Subcontractor: Dr. Alex Cronin, University of Arizona

NREL Contract 99043, “Study Degradation Rates of Photovoltaic (PV) Modules Deployed in Arizona” NREL Technical Monitor: Dr. Sarah Kurtz

Description:First Monthly Report

Authors: Steve Pulver and Alex Cronin

Date: August 30, 2009

Our xext conference call is scheduled for Sept 1 at 3pm Colorado time.

In our last conference call of August 11, 2009 we discussed the following:

The TEP data from 2003-2009 appear to be of sufficient quality to study relative degradation rates.

How to deal with gaps in the data?

  1. use only continuous data
  2. make up a function “guess” to replace missing data
  3. use as many systems as possible to define the average. Then when one or two systems are off, the average may still be well behaved.
  4. fit continuous segments of data and then discuss how to shift chunks up or down to allow for the possibility of replaced inverters or other equipment
  5. eliminate variations that are correlated with temperature

We agreed to focus on the figures and methods for a paper that will study degradation. We will target this as a 3-pg abstract for PVSC. A longer description of the TEP test yard data will be compiled too.

Since then we have analyzed the following …

Figure 1. Binary data indicating when each system was on. “On” (shown as high) indicates daily kwh greater than 1% of typical.
Figure 2. Number of Active systems. This shows the total number of systems that were ‘on’ at any date. The Average Performance Ratio (APR) can be determined from this many systems each day.
Figure 3. Here is the Average Performance Ratio (APR) defined as the average of all systems’ kwh_AC divided by rated_kw_DC. The number of systems that were used to calculate APR changed with date as shown in Figure 2. There are undulations with a period of 6 months.
The average APR is 4.5. Compared to the sunny-day range of approx 5.0, this quantifies the effect of weather in Tucson.
Figure 4. Performance Ratio Normalized to the Average (PRNA).
Defined as [kwh_AC divided by kw_rated_DC] divided by average performance ratio.
The PRNA undulates with a period of 1-year for several systems.
System 2 is plotted in black dots in “front”. It appears to degrade the least.
System 9 is most erratic. Perhaps it should be omitted from the analysis altogether.

Next, we removed the 1-year undulations by using a best-fit sin function.

Figure 5. Here is the sin-fit to PRNA for system 4. The range of fit was restricted to the nearly continuous chunk of data from day 1500 to 2800. Only days when the system was ‘on’ were included in the fit. The period of the fit was held at 1year.
That the residuals (data-fit) trend upward indicates that system 4 is degrading less than the average. Caution: this average may be declining mostly due to erratic system 9.
Figure 6. Here are the data from system 4 with the oscillations subtracted.
Y-axis: System 4 PRNA minus [k1*sin(2*pi*day/365 + k3)] where ki are the fit parameters.
Figure 7. Here the best fit sin function for each system was subtracted from its PRNA.
System 2 again is highlighted in black in “front”. We will use this next.

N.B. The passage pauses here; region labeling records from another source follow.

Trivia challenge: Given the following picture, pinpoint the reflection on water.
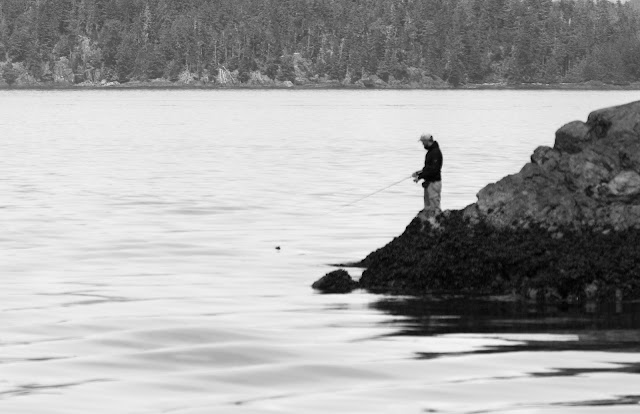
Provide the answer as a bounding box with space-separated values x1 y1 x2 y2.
371 296 640 358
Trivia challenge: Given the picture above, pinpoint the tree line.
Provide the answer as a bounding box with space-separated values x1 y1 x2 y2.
0 0 640 85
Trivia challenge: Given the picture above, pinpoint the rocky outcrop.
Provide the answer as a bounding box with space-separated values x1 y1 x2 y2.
316 102 640 300
465 102 640 231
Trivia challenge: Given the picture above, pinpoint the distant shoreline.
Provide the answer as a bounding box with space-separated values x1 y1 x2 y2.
0 81 640 91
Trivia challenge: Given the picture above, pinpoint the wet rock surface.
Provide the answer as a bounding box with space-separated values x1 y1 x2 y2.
316 102 640 301
311 269 358 293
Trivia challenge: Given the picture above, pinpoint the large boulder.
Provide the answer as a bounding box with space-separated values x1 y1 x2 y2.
320 102 640 300
311 269 358 293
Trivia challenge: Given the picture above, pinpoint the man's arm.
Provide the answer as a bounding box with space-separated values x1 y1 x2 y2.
418 151 442 180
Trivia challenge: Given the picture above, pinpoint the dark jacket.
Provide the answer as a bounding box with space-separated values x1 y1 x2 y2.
418 141 442 183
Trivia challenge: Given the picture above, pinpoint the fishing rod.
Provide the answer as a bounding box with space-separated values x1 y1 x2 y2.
342 174 413 207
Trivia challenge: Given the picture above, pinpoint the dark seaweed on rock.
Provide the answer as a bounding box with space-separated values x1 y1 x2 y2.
360 211 640 300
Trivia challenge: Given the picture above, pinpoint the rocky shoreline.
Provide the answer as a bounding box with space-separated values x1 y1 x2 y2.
314 101 640 302
0 79 640 91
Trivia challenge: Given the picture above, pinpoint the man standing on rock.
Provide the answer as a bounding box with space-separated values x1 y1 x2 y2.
412 134 442 218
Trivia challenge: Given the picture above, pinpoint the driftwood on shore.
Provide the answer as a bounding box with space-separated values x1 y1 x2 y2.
316 102 640 300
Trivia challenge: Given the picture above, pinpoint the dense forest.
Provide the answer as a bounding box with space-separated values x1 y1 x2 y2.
0 0 640 86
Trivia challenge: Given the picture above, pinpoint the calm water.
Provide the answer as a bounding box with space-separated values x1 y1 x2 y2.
0 91 640 414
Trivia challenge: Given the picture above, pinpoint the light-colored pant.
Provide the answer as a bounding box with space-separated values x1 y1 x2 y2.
424 181 442 216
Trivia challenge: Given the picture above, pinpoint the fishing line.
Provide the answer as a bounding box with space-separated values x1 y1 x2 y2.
341 175 413 207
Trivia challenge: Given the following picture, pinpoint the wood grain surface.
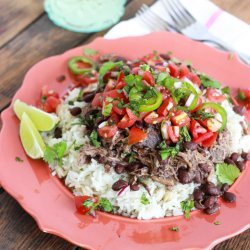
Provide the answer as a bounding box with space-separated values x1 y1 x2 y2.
0 0 250 250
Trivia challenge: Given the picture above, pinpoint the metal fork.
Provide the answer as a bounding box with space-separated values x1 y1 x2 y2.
136 4 175 31
161 0 250 64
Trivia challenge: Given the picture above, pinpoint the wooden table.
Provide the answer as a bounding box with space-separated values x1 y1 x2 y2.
0 0 250 250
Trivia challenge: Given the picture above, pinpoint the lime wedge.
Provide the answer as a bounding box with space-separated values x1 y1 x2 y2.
20 112 45 159
13 99 59 131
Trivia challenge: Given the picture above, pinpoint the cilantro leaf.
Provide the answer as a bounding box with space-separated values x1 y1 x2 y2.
200 74 221 89
43 141 67 166
98 61 123 86
216 163 240 185
83 48 97 56
98 198 113 212
89 130 101 148
141 194 150 205
180 126 191 141
181 200 194 220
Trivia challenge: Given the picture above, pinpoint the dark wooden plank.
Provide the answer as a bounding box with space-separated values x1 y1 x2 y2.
0 0 43 47
0 189 75 250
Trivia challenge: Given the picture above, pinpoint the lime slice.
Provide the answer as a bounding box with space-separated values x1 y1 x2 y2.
13 99 59 131
20 112 45 159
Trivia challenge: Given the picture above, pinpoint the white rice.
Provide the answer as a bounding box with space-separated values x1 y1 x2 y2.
43 89 250 219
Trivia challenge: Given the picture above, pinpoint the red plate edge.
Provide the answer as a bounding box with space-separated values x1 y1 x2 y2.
0 32 250 249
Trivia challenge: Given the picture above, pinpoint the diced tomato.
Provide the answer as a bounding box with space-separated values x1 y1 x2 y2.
117 71 125 83
115 82 126 89
185 72 201 87
112 100 126 115
144 111 165 124
98 125 118 138
190 97 202 113
167 126 180 143
192 131 214 144
206 88 226 102
142 71 155 86
168 62 179 78
190 120 207 139
75 196 98 214
91 93 103 107
117 114 136 128
128 127 147 145
103 79 115 92
157 97 175 116
109 114 120 124
179 64 189 78
170 110 190 127
201 133 218 148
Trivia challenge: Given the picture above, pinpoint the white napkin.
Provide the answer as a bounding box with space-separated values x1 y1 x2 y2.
105 0 250 56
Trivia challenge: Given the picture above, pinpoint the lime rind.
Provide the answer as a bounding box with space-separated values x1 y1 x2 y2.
20 112 45 159
44 0 126 33
13 99 59 131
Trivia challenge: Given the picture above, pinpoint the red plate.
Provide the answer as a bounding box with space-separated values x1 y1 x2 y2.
0 32 250 250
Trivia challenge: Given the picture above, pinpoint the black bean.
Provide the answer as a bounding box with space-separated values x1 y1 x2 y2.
112 180 128 191
193 189 205 201
126 162 141 172
69 107 82 116
182 142 198 151
233 106 246 115
220 183 230 193
130 184 140 191
82 92 96 102
204 196 218 208
224 157 235 165
236 161 246 172
54 127 62 139
115 163 125 174
241 152 250 161
199 163 212 173
230 153 239 162
222 192 236 203
159 54 171 61
178 168 192 184
204 183 221 196
204 203 220 214
194 171 202 183
194 201 205 210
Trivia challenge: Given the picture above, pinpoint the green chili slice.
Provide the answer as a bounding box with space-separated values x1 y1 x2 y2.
199 102 227 131
139 90 162 112
68 56 95 75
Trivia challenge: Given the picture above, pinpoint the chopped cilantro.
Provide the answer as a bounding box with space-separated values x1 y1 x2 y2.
98 61 123 87
98 198 113 212
89 130 101 148
181 200 194 220
200 74 221 89
216 163 240 185
156 72 169 84
140 64 150 71
83 48 97 56
180 126 191 141
141 194 150 205
102 103 113 116
43 141 67 166
15 156 23 162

Instead of PRNA, maybe we should look at PR / PR2. This is shown for each system next.

Figure 8. Performance ratio for each system normalized to that of system 2.
(PR / PR2).

Using linear fits to the reduced data shown in figure 8 we can report degradation of each system RELATIVE to system 2.

Figure 9. Degradation rates relative to system 2. Fits are to days 0-2800 (solid black circles). Fits to the days 1500-2800 are shown in red open circles. Note: this restricted range of time was needed for meaningful studies of s4 because of the jump in PR4.
Error bars from the linear fitting routine are shown. I would not yet take these error bars seriously.

Figure 10. Irradiance data from AZMET. These data start Jan 1 2003. The obvious cycles have one maximum every year.
Fig. 11. Temperature data from AZMET. This starts in 2002. Y-axis in deg. C.